EL HÁBITAT DE LOS MATRIMONIOS INGLESES
 
 
          Las más frecuentes interrogantes que solían hacerse los padres que habían enviado a sus hijos a Gran Bretaña para aprender y perfeccionar el idioma inglés eran aquellas que se centraban en el carácter familiar, el “habitat”, el comportamiento o la forma de vivir de aquellos matrimonios que, por espacio de varias semanas, se convertían en “interesados anfitriones” de los pequeños huéspedes.
 
          Por regla general, y dentro de los condados de Hertfordshire y Essex, de los que hemos tenido experiencias directas, sus habitantes se caracterizaban, por encima de todo, por una acusada austeridad, tanto en vestimenta como en vivienda. En aquellos núcleos urbanos, todos ellos muy cercanos a Londres, y convertidos en “ciudades dormitorios” como Harlow o Welwyn Garden City, no existía o no abundaba la ostentación ni el lujo, pero tampoco se observaba -a pesar del índice de parados de Gran Bretaña- el más mínimo vestigio de miseria. La pobreza exterior -llámese cuevas, chozas o chabolas- estaba totalmente erradicada. En los “Town Centre” (zonas comerciales y principales vías) no vimos ni mendigos ni pedigüeños. En la periferia de estas localidades no existían “cinturones de vergüenza” y según la “Social Trends”, compendio anual de gráficos y estadísticas que catalogaban la forma de vida del Reino Unido, decía que a pesar de la cifra récord de desempleados -tres millones-, de la recesión y de la inquietud que reinaba en las ciudades, “la gran mayoría nunca ha vivido mejor que ahora”.
 
          No acostumbraban a “llenarse de hijos” los matrimonios británicos.

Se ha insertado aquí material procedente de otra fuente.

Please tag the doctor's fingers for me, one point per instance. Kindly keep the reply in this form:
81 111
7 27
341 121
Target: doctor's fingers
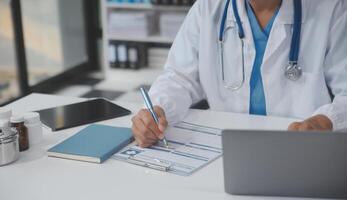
301 126
146 117
141 140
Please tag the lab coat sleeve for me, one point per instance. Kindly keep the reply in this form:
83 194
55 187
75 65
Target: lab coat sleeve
179 86
336 73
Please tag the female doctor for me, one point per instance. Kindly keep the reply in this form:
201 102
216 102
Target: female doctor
264 57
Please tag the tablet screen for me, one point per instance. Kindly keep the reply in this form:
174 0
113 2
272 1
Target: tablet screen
73 115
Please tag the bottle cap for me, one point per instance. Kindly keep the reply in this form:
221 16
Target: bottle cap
32 117
5 113
4 123
17 119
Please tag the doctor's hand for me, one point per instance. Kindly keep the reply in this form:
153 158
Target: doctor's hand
315 123
146 132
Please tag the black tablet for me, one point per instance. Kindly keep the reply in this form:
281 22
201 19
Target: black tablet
86 112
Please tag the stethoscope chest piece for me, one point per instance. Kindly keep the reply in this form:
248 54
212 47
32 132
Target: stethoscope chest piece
293 72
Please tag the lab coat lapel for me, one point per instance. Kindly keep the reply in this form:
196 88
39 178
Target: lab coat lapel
278 33
244 19
282 29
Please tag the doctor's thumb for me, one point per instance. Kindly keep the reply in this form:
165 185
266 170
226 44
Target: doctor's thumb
162 124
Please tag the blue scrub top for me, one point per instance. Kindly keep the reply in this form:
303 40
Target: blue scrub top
257 103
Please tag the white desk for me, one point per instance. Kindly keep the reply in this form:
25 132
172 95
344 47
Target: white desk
35 176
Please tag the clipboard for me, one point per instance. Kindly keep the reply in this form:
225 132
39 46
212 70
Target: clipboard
192 147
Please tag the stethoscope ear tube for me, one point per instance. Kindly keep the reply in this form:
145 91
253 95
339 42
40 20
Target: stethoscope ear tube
292 71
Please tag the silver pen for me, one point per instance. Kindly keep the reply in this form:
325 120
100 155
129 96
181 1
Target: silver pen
149 106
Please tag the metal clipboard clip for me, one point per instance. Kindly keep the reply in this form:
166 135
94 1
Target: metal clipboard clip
150 163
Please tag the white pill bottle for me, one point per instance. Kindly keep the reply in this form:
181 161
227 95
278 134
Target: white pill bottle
34 126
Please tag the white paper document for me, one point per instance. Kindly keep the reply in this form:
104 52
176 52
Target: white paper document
191 147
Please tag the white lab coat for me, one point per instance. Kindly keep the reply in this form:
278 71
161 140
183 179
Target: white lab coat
193 69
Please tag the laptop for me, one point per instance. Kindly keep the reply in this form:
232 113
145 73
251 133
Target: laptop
292 164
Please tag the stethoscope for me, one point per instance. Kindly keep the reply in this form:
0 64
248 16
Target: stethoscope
292 71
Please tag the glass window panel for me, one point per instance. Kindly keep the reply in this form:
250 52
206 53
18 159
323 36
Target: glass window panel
9 88
55 37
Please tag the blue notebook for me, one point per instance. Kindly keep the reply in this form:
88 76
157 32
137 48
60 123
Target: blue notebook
95 143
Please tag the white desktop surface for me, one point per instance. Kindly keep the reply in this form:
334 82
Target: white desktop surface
35 176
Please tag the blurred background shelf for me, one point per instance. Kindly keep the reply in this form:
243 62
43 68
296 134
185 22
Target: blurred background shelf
143 6
150 39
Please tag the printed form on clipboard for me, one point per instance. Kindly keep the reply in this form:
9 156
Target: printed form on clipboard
191 147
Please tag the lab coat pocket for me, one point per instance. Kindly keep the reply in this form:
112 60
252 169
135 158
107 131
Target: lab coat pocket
231 59
310 90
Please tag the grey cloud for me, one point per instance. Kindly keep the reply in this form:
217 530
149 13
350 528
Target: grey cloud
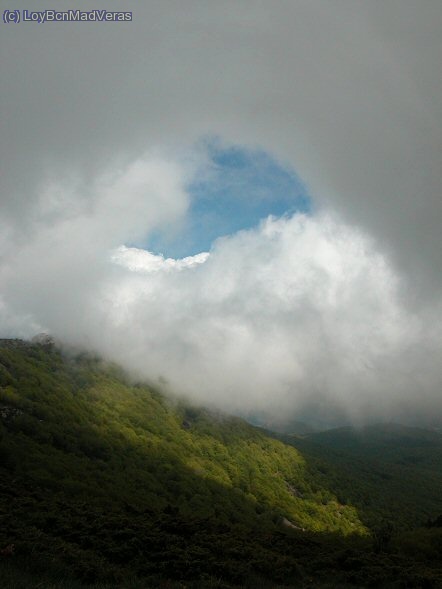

Lo normal, la parejita, que solía llevarse muy bien, pasándose todo el día, o casi todo el día, dentro del hogar, que también comprendía el jardín frontal y el huerto trasero. No se veía a los niños jugando en las calles. ¿Dónde se metían los niños británicos en verano, por ejemplo, que no tenían, normalmente, rigores climatológicos? Veían transcurrir los días, sobre todo, los de verano, jugando sobre una moqueta que, poco a poco, se iba poblando de innumerables juguetes: toda clase de “puzzles” y pasatiempos; artilugios para meditar, a los que eran muy proclives estos inglesitos que aún seguían con la euforia de los juegos matemáticos y ya estaban inmersos en el mundo de las pequeñas computadoras, habiendo superado ya el “cubo mágico”, fabuloso éxito del inventor húngaro Erno Rubick.
 
          El matrimonio británico no olvidaba que el niño era el futuro político en potencia, el financiero, el artista, el escritor, el pastor evangélico…y por eso su madre era su perenne ángel tutelar y su padre era -salvo raras excepciones- el que jugaba con él cuando llegaba del trabajo, a pesar de regresar extenuado porque la mayoría de ellos tenían que desplazarse a Londres. Pensaban que si al niño se le cerraban todos los ímpetus infantiles podía ser mañana el peligroso resentido que crecería con el alma metida dentro del lago de la indiferencia. Y por eso le enseñaba la vida en estampas de colores, en lo que tenía de bella, sin eliminar el posible espectáculo de dolor como contraste. Y que no todo era un campo de rosas, el símbolo floral de Reino Unido, aunque sí de rosas con espinas traidoras.
 
          La mayoría de los habitantes de los señalados condados eran pequeños propietarios y eran muy pocos los inquilinos. Propietarios de un pequeño jardín, una casita de dos plantas y un huerto donde frecuentemente podían observarse una gran variedad de vegetales; unos jardines que cuidaban con tanto esmero y cariño como a sus perros y a sus gatos, siempre limpios, dormilones y sin ladridos ni maullidos. Huertos donde consumían prácticamente el tiempo libre, prodigando a cada instante ese verbo, cavar, que en estas ciudades tenía auténtica carta de naturaleza, que compaginaban con otro verbo, pintar, tándem de “hobby” británico que se podía comprobar todos los domingos por la mañana; un pintado de brocha gorda, con una escalera y con gran ilusión para mantener impoluta una fachada y unos aledaños hogareños.
 
          En determinados estíos, cuando el sol era algo más generoso para los ingleses, sus casas casi nos cegaban, nos encandilaban por las luces que las envolvían, producto de aquellos grandes ventanales en los recibidores, en los dormitorios, en los cuarto de baño y en las cocinas, que nos hacían olvidar un poco tanta moqueta y tanto radiador inactivo. Y plantas, muchas plantas: encima, abajo y a los lados del brocal de la chimenea, ahora con leña artificial, que se iluminaba con falacia cuando se enchufaba la calefacción ambiental.
 
          Devoción, en efecto, por plantas y animales. Plantas que para adulterar su monótono verdor se les añadía la seca policromía de algunas flores de plástico; y mimo por aquellos canes perfumados, rasurados y perfectamente alimentados con productos de supermercado, que lamían a todo invitado mientras su dueño, orgullosísimo, nos mostraba su documento gráfico realizado por Mr. Salli, ex fotógrafo de la mismísima Reina de Inglaterra, que un día -parece- tuvo el honor de retratar a tan hermoso alsaciano.